Losing the municipal school committee doesn't sit well with Lanesborough Finance Committee Chairman Ray Jones.

"Is anyone concerned about the autonomy? Is anybody concerned about giving up a little bit of power, the voting, the individual rights we have as a town?" Jonse said at a recent finance meeting. The five member panel voted 3-2 in support of regionalization.

School officials have emphasized that each annual town meeting will vote on budgets for their respective elementary schools. The existing school councils, an advisory panel of parents, students, teachers and community members, will have more input on spending, school policy and operation of their school.
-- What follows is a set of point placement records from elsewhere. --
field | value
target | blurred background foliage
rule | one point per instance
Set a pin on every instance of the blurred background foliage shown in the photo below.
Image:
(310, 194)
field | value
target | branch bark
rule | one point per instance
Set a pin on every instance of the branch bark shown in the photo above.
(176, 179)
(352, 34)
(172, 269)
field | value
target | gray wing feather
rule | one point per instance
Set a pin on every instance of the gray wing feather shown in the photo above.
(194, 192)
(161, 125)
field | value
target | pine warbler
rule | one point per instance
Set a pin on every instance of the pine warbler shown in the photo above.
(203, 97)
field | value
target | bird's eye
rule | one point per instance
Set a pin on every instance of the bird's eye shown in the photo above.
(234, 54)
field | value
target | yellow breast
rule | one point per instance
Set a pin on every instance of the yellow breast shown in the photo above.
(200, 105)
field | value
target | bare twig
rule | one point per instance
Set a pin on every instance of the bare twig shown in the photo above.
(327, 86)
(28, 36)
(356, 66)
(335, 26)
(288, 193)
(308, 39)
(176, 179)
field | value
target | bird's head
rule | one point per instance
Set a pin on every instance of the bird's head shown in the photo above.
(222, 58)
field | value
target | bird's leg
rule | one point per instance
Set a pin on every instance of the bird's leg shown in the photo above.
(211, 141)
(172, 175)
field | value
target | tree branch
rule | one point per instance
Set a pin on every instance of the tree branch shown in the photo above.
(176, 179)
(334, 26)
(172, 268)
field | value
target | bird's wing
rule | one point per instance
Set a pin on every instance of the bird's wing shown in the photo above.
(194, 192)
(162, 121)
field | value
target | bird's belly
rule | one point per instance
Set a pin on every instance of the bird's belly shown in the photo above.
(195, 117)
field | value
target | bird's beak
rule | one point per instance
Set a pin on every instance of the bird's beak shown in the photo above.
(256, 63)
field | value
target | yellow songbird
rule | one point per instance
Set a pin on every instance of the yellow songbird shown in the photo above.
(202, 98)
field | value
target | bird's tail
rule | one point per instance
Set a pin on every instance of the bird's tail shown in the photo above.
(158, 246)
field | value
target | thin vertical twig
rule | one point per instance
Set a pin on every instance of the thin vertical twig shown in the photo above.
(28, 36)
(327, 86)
"We have to talk up the power of the school council; that's where our voices will be heard the loudest," said Finance Committee member Jodi-Lee Szczepaniak-Locke.

The future of Lanesborough Elementary has also been a concern of many voters, according to Selectman Robert Ericson.

"Losing local control is the big hue and cry," he said "At some point in time we might have to close an elementary school due to declining enrollment. People are afraid a local school will disappear."

The proposed pre-K through-12 district document requires both towns' approval to close a school — an unlikely scenario according to supporters.

"I don't believe Williamstown and Lanesborough will combine the schools; there's too much of a distance (17 miles) between the two," Tinkham noted.

Tuesday's vote comes on the heels of the recent closing of Cheshire Elementary School in the Adams-Cheshire Regional School District, and DeChaine fears there is an underlying current of opposition to a single school district.

School officials continue to fend off potential negativity with the facts about the proposed agreement.

"People aren't asking questions, but we keep putting information out there," said Lanesborough School Committee Chairwoman Regina DiLego.

"We've been building a layer of trust, and the proof that we can cooperate is critical for voters to know," she said.

Making the switch to a single district has some cost savings to taxpayers. The new district would continue to save about $400,000 annually, as it has the past decade under a streamlined administration for all three schools. Additional net savings of $121,000 are likely with a potential boost in state transportation of $191,000, based on fiscal 2018 calculations, minus the one-time, $70,000 compensation when merging teacher and the other union contracts from all three schools.The taxpayers would maintain ownership of their respective elementary schools, with each town responsible for capital debt attached to their respective school, according to the proposal.

All three schools' principals would remain, but the individual school budgets would be combined into a single spending plan. Each spring, the towns would vote on an operating budget assessment toward funding their respective elementary schools and paying their share of the Mount Greylock operating expenses for each fiscal year starting July 1.